As the world learns more about health and productivity, the importance placed on ‘workplace wellness’ has increased steadily over the past 20 years. And, while the impetus has traditionally fallen to corporates and their HR departments, new research shows that wellness of a building’s occupants is becoming an increasingly necessary consideration for investors hoping to attract quality future tenants.

Already a mainstream consideration in many workplaces around Australia, the concept of Wellness is set to gain further traction over the next decade, and the country’s commercial real estate sector is leading the way through building specifications that promote employee wellbeing.

Now, according to the latest research by JLL in partnership with TEDxSydney, which examined the future of urban living in the year 2030, the concept of ‘wellness’ will become a firmly entrenched necessity at the core of future real estate investmentdecisions.

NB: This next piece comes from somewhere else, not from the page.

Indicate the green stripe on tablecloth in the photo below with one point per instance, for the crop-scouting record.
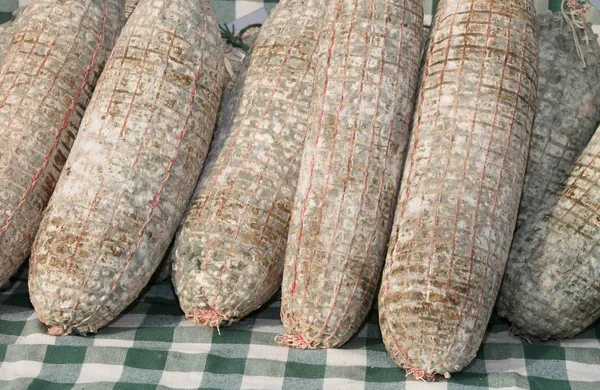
(152, 345)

As the trends strengthens, the benefits of a more productive workforce are set to crystallise for building owners, and include; increased tenant loyalty, improved workplace productivity, longer dwell times and increased rental demand.

Richard Fennell, JLL’s Head of Property & Asset Management, Australia said that, put simply, wellness in a property investment context is about considering the mental, emotional and physical needs of a building’s occupants.

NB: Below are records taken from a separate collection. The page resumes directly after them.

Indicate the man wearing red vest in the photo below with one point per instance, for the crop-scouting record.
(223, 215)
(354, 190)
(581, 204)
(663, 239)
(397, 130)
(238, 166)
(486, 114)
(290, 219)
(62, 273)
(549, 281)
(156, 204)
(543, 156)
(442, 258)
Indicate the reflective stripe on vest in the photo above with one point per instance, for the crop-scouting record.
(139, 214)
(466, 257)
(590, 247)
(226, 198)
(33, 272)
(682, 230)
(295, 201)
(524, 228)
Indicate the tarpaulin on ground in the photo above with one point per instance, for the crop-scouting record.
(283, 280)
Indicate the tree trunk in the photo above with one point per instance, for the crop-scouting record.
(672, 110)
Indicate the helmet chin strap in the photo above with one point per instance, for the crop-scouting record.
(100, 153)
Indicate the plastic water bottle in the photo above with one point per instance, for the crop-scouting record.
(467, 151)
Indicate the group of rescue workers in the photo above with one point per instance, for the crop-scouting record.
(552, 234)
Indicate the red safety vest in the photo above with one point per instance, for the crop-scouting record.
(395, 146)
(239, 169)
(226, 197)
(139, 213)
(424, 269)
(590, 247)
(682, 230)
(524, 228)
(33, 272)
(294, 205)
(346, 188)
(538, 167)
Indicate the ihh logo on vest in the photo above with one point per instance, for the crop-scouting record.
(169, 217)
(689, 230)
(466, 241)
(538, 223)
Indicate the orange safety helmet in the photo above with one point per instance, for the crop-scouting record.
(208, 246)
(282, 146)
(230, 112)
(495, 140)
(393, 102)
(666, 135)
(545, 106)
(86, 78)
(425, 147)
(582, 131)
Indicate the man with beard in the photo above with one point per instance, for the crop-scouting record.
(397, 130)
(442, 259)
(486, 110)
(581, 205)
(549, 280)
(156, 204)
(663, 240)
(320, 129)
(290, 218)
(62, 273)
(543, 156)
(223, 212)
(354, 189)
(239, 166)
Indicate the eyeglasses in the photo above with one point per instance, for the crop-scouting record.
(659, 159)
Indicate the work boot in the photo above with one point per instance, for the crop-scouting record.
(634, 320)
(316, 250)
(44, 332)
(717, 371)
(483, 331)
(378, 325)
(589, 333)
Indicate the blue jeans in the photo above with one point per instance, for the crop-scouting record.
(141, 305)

“Enhancing the wellness-factor of a building does not necessarily require dramatic and costly renovations,” he says. “It can be as simple as improving access to natural light with windows and skylights, improving air quality and flow, which 96 percent of our respondents said would help improve workplace productivity.

“Creating user-friendly and flexible communal spaces for collaboration and recreation such as movable seating areas and cafes, facilitating bike storage, providing access to internal stairs, integrating technology and erecting green walls are among other smart ways to bring wellness into a building.”

“Investors and building managers can also consider the benefits of implementing health and wellbeing initiatives such as yoga lessons, nutritional education seminars, sports and hobby clubs as well as life coaching,” says Fennell.

The sustainability factor

According to the report, wellness goes hand-in-hand with sustainability – another key consideration for investors. According to Fennell, so-called ‘smart buildings’ will command higher rents and allow owners to manage their operational costs and improve sustainability with broader benefits ranging from cost-savings to building performance, to even helping mitigate the physical and reputational threats of climate change.

Sydney’s Barangaroo and 485 La Trobe Street in Melbourne are both examples of this in action, as the developers worked to create an oasis for their tenants resulting in high demand for both spaces.  Occupants and visitors enjoy the breathable walls, picnic amenities (to take to the park across the road), waterfalls, comfortable and versatile seating, green open spaces and more.

“It is certainly a trend we can expect to see continue as health and wellbeing factors transform into paramount considerations not only for investors but for tenants and occupants too,” says Fennell.